I’m using MirroredStrategy to distribute training and related computation over multiple GPUs. I experienced that my code got stuck at a strategy.gather() call. Upon inspection I noticed that the input PerReplica tensors to the gather function, returned from an earlier strategy.run() call, were all placed on GPU:0 (while I am using 4 GPUs). Further, the backing_device for all PerReplica tensors shows the correct device (GPU:0 to GPU:3).

How could this occur?
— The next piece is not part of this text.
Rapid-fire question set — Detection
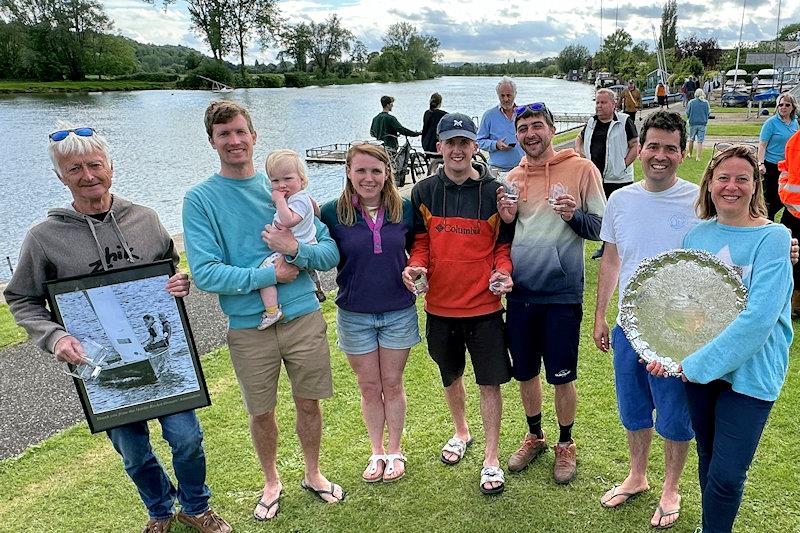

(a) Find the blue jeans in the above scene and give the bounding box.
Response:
[107,411,211,519]
[685,380,774,533]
Why are all tensors, as output by strategy.run() placed on GPU:0? I’m not using any special cross_device_ops.

Is the fact that all PerReplica tensors are put on the first device the cause that the strategy.gather() function gets stuck?

Update: I checked that the CollectiveAllReduce cross device ops are used with the MirroredStrategy, using NCCL. Here is a log statement that further backs this up:

INFO : tensorflow::_batch_all_gather : Collective batch_all_gather: 1 all-gathers, num_devices = 4, group_size = 4, implementation = CommunicationImplementation.NCCL,

Some further information:

>>> self._distribution_strategy
<tensorflow.python.distribute.mirrored_strategy.MirroredStrategy object at 0x7f68ae375220>

>>> self._distribution_strategy._extended._cross_device_ops
<tensorflow.python.distribute.cross_device_ops.CollectiveAllReduce object at 0x7f68ae3754c0>

>>> str(self._distribution_strategy._extended._cross_device_ops._options)
‘Options(bytes_per_pack=0,timeout_seconds=None, implementation=CommunicationImplementation.NCCL)’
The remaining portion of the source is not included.